Barack Obama war sehr vorsichtig. Er hat Biden erst seine Unterstützung zugesichert, als der aus eigener Kraft die Vorwahl gewonnen hatte. Ich denke, Obama war nicht wirklich sicher, ob Biden es schaffen würde. Sie scheinen eine wirklich enge Freundschaft zu pflegen. Aber in der Tat schien Obama einer Präsidentschaftskandidatur von Biden eher reserviert gegenüberzustehen. Ob das so stimmt, wissen aber wohl nur die beiden. Aber klar, Obamas Unterstützung ist immens wichtig für Biden.
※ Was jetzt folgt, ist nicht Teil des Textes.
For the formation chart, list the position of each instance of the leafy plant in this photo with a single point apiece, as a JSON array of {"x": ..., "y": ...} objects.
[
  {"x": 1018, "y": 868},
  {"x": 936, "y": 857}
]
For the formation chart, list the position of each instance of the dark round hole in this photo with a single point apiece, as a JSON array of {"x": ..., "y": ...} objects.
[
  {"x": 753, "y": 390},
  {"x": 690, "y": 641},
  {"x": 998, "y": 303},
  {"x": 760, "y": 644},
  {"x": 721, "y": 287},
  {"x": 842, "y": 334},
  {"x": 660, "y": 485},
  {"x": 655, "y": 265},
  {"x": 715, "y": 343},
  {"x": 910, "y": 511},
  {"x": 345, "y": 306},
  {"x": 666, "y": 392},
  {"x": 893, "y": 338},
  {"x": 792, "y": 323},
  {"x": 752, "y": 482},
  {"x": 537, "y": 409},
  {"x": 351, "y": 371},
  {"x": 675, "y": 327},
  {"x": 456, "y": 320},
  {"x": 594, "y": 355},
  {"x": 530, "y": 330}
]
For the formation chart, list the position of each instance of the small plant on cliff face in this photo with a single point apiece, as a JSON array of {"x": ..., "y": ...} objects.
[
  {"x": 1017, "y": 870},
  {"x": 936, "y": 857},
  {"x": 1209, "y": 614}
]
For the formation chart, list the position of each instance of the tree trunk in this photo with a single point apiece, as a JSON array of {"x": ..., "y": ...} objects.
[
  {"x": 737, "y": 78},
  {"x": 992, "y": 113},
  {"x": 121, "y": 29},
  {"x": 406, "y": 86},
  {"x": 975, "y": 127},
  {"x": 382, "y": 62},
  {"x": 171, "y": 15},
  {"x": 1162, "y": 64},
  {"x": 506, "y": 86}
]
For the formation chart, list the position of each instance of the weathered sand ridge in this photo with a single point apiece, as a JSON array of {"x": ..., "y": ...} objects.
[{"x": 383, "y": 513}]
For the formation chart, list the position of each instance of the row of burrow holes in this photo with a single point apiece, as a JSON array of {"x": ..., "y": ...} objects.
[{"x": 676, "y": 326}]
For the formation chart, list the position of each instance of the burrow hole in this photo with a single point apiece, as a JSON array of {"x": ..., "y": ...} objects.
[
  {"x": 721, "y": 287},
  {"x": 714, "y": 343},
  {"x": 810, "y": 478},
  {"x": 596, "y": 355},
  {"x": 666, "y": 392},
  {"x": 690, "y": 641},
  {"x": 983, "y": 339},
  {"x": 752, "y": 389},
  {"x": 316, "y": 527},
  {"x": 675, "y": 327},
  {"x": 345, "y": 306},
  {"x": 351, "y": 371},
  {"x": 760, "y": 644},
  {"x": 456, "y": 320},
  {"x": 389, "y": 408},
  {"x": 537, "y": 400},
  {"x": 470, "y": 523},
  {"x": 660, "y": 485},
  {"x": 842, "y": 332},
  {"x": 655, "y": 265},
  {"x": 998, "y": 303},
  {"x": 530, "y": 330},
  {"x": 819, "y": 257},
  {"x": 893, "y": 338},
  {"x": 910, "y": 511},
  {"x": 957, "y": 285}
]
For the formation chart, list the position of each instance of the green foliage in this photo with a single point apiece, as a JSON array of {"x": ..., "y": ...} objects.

Zum einen, weil er in der afroamerikanischen Bevölkerung ungemein beliebt ist. Zum anderen erinnert er die Menschen daran, dass unter ihm und Vizepräsident Biden vieles besser war als jetzt.

Am Montag startet der Nominierungsparteitag der Republikaner. Gibt es etwas, das die Republikaner vom Parteitag der Demokraten lernen können? Virtuelle Parteitage sind ja für beide Parteien Neuland.

Ich denke nicht. Beide Parteien existieren dafür in zu unterschiedlichen Ökosystemen. Die Republikaner werden sich stark auf Themen wie Recht und Ordnung konzentrieren. Die Botschaft ihres Parteitages wird sich komplett von der der Demokraten unterscheiden.

Viel ist noch nicht über den Ablauf bekannt. Sicher ist wohl nur, dass Trump seine Rede am kommenden Donnerstag im Weißen Haus hält. Manche sagen, er bringt damit zumindest seine Mitarbeiter in eine rechtliche Bredouille, weil parteipolitische Aktivitäten und Regierungsgeschäfte nicht vermengt werden dürfen. Wie sehen Sie das?

Ach wissen Sie, Trump hat so viele Regeln, so viele geschriebene wie ungeschriebene Gesetze gebrochen, da fällt so etwas kaum noch ins Gewicht. Die Menschen haben da längst den Überblick verloren.